Another idea that came to mind recently was implementing a keyword
similar in spirit to asm:

opencl {
// Valid opencl code here
}

And have the compiler automatically handle memory copying of D variables
referenced in the kernel code. Would be entirely back-end independent
and perhaps pleasant to implement?


Take a look at C++ AMP it's almost exactly this thing added to Visual 
C++ (but of course for now it's DirectCompute):

http://msdn.microsoft.com/en-us/library/hh265136(v=vs.110).aspx

--
Dmitry Olshansky


D and Heterogeneous Computing

2012-04-07 Thread Josh Klontz
Greetings! As someone with a research interest in software 
abstractions for image processing, the D programming language 
appears to offer unsurpassed language features for constructing 
beautiful and efficient programs. With that said, what would 
really get me to abandon C++ is if D supported a heterogenous 
programming model.


My personal inclination would be something closer to OpenACC than 
anything else I've seen available.

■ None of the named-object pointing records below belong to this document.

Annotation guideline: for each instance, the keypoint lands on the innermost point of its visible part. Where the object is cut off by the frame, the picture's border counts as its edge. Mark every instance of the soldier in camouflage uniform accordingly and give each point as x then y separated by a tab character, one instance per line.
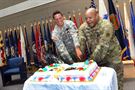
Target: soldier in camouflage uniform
65	37
97	36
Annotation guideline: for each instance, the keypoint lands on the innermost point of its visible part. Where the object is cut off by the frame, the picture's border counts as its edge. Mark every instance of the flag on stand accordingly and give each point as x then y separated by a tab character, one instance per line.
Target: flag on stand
23	47
19	43
80	19
130	33
132	15
28	55
74	20
45	36
12	43
49	40
125	54
41	45
7	47
102	10
116	24
37	33
34	46
16	42
69	17
2	52
51	25
92	5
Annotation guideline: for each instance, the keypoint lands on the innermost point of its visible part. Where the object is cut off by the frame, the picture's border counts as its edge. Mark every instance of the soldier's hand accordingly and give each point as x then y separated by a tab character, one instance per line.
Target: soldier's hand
79	53
54	38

Though only in the sense that 
I like the idea of writing code once and being able to 
compile/run/debug it with or without automatic 
vectorization/kernelization. Presumably we could achieve more 
elegant syntax with tighter integration into the language. Has 
anyone been working on anything like this? Is this something the 
community would be interested in seeing? What should the solution 
look like?


One path forward could be a patch to the compiler to generate and 
execute OpenCL kernels for appropriately marked-up D code. While 
I'm new the the D language, I'd be happy to work on a proof of 
concept of this if it is something the community thinks would be 
valuable and I could get specific feedback about the right way to 
approach it.


Re: D and Heterogeneous Computing

2012-04-07 Thread Robert Jacques

On Sat, 07 Apr 2012 11:38:15 -0500, Josh Klontz josh.klo...@gmail.com wrote:


Greetings! As someone with a research interest in software
abstractions for image processing, the D programming language
appears to offer unsurpassed language features for constructing
beautiful and efficient programs. With that said, what would
really get me to abandon C++ is if D supported a heterogenous
programming model.

My personal inclination would be something closer to OpenACC than
anything else I've seen available. Though only in the sense that
I like the idea of writing code once and being able to
compile/run/debug it with or without automatic
vectorization/kernelization. Presumably we could achieve more
elegant syntax with tighter integration into the language. Has
anyone been working on anything like this? Is this something the
community would be interested in seeing? What should the solution
look like?

One path forward could be a patch to the compiler to generate and
execute OpenCL kernels for appropriately marked-up D code. While
I'm new the the D language, I'd be happy to work on a proof of
concept of this if it is something the community thinks would be
valuable and I could get specific feedback about the right way to
approach it.



I've been using D with CUDA via a high-level wrapper around the driver API. It 
works very nicely, but it doesn't address the language integration issues. 
Might I recommend looking into hooking up LDC to the PTX LLVM back-end. That 
would seem much faster than writing your own back-end.